Se désengageant de ses activités de banque de détail en Europe, Barclays décide en 2014 de suspendre les services de sa filiale en France. Aujourd’hui, la branche française du groupe britannique, dédiée à la clientèle aisée (expatriés, clients étrangers, particuliers fortunés…), signe un nouveau départ. En 2016, le fonds d’investissement anglais AnaCap Financial Partners met la main sur la banque Barclays en France.

Il a par ailleurs été annoncé que Philippe Vayssettes, actuel président de la banque privée Neuflize OBC, prendra dès septembre prochain la direction générale de l’enseigne. Christophe Gancel, ex-directeur général d’Indosuez, assurera pour sa part la présidence de l’établissement.

Une approche « multicanale » et une offre digitalisée

Les dirigeants de l’ex-Barclays France affichent formellement leur désir de renforcer la concurrence en Hexagone. Une source proche de l’établissement confie :

il s’agit de construire une banque privée automatisée avec une gamme de produits digitalisés en architecture ouverte pour des clients aisés.

S’appuyant sur les 74 agences bancaires de Barclays implantées en Hexagone, les dirigeants de la nouvelle banque prévoient d’adopter une approche « multicanale » pour ce qui est du mode de distribution de l’établissement. Il faut toutefois préciser qu’ils ne pourront utiliser la marque « Barclays France » que durant un an.

Se rentabiliser à l’horizon 2020

Une autre source affirme :

l’ambition est de retrouver la rentabilité d’ici à 2020 et de générer au moins 400 millions d’euros de production de crédits par an d’ici à 2019.

La tâche s’annonce difficile étant donné qu’à la fin de l’année 2016, Barclays France enregistrait une perte de 39 millions d’euros tandis que sa production de crédits n’était évaluée qu’à quelques dizaines de millions d’euros.

Pour atteindre ces objectifs, les responsables de la nouvelle banque devront procéder à une réforme du système informatique de l’établissement. Comptant actuellement 1 000 employés en Hexagone, l’enseigne ne prévoit toutefois aucun plan de départ volontaire avant deux ans.

En attente de l’autorisation des régulateurs

Avant de relancer l’activité de la nouvelle banque, les dirigeants de l’enseigne doivent cependant recevoir le feu vert des autorités bancaires. L’attente paraît assez longue étant donné que l’établissement a fait sa demande il y a déjà plusieurs mois.

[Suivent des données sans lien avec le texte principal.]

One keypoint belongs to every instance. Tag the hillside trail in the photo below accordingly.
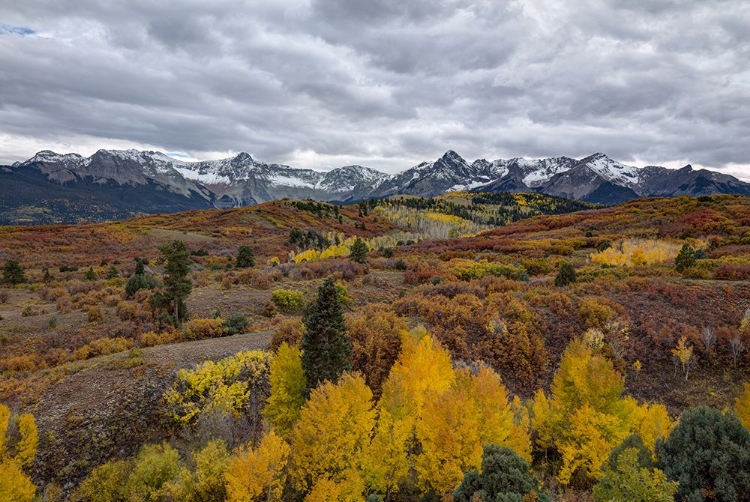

Certes, la désignation de deux banquiers français exercés pour diriger l’enseigne peut rassurer les régulateurs ; toutefois,

l’opération est assez complexe car elle consiste à transformer la filiale d’un groupe intégré en une banque de plein exercice et le processus doit être validé par la BCE

indique une source proche du dossier.

C’est ainsi que la cession des activités de banque de détail et de gestion d’actifs vers Barclays SA, initialement prévue pour fin juin, a été reportée à fin juillet.

Quand la nouvelle banque décrochera-t-elle le feu vert des régulateurs ? Bénéficiera-t-elle d’un bon score à l’occasion d’une comparaison banques ? Raflera-t-elle la mise avec son offre digitalisée ? La suite est à suivre de près.